### Machine Learning Project - **Alice DEVILDER**

# Twitter Climate Change Sentiment Analysis

This project focuses on the sentiment analysis of tweets related to climate change by building and comparing machine learning models to classify whether a person believes in climate change based on novel tweet data. 
The dataset used for this analysis was collected as part of a project funded by *a Canada Foundation for Innovation JELF Grant* awarded to **Chris Bauch** at the *University of Waterloo*.  
It corresponds to the [Twitter Climate Change Sentiment Dataset](https://www.kaggle.com/datasets/edqian/twitter-climate-change-sentiment-dataset) from Kaggle .

### Some context

Climate change remains a topic of significant global concern, prompting ongoing discussions and debates on social media platforms like Twitter. With the proliferation of climate-related content online, distinguishing between different perspectives and attitudes towards climate change is crucial for understanding public sentiment and informing policy decisions.

Twitter serves as a valuable source of real-time data reflecting diverse viewpoints on climate change, ranging from support for climate action to skepticism or denial of its existence. By leveraging machine learning techniques, this project aims to analyze and classify tweet sentiments to discern whether individuals express belief or disbelief in climate change.

In this dynamic digital landscape, the ability to accurately classify tweet sentiments offers valuable insights into public perceptions and attitudes towards climate change. By building and comparing machine learning models, this project seeks to enhance our understanding of the nuanced discourse surrounding climate change on social media platforms like Twitter.

### About Dataset

The dataset aggregates tweets pertaining to climate change collected between *April 27, 2015*, and *February 21, 2018*. A total of **43,943 tweets** were annotated for sentiment analysis. Each tweet is independently labelled by three reviewers, and only tweets where all three reviewers agreed on the sentiment are included in the dataset.

Each tweet is labelled with one of the following classes:

* **2 (News):** The tweet links to factual news about climate change.
* **1 (Pro):** The tweet supports the belief of man-made climate change.
* **0 (Neutral):** The tweet neither supports nor refutes the belief of man-made climate change.
* **-1 (Anti):** The tweet does not believe in man-made climate change.

Moreover, the dataset includes three columns:

**sentiment:** The sentiment label of the tweet.  
**message:** The text content of the tweet.  
**tweetid:** The unique identifier of the tweet.

### Project Objective

The project objective is to build and compare machine learning models to classify whether a person believes in climate change based on novel tweet data.

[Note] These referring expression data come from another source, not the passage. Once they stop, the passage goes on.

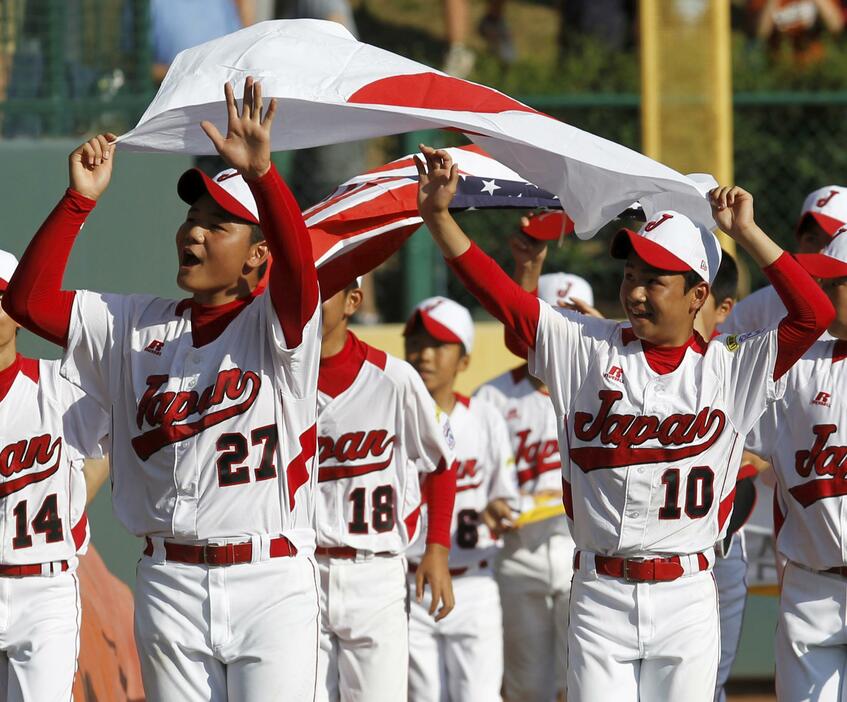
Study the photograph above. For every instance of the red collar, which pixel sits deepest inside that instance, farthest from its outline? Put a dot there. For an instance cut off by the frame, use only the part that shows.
(338, 372)
(27, 366)
(208, 322)
(665, 359)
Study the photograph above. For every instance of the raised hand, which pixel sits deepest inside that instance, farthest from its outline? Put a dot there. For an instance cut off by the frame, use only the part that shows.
(90, 166)
(498, 517)
(438, 182)
(247, 145)
(732, 208)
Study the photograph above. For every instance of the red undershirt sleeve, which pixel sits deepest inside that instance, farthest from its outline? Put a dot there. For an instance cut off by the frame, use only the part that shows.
(513, 342)
(440, 493)
(34, 297)
(292, 280)
(809, 311)
(498, 293)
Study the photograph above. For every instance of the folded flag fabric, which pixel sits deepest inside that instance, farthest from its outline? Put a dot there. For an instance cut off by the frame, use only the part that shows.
(378, 209)
(333, 88)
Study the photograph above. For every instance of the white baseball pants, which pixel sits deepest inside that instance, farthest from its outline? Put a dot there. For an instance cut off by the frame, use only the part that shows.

By leveraging the dataset collected as part of the Canada Foundation for Innovation JELF Grant, the aim is to develop robust classification algorithms that accurately distinguish between different perspectives on climate change expressed in tweets. The project seeks to evaluate the performance of various machine learning techniques and identify the most effective model for sentiment analysis of climate change-related tweets on Twitter.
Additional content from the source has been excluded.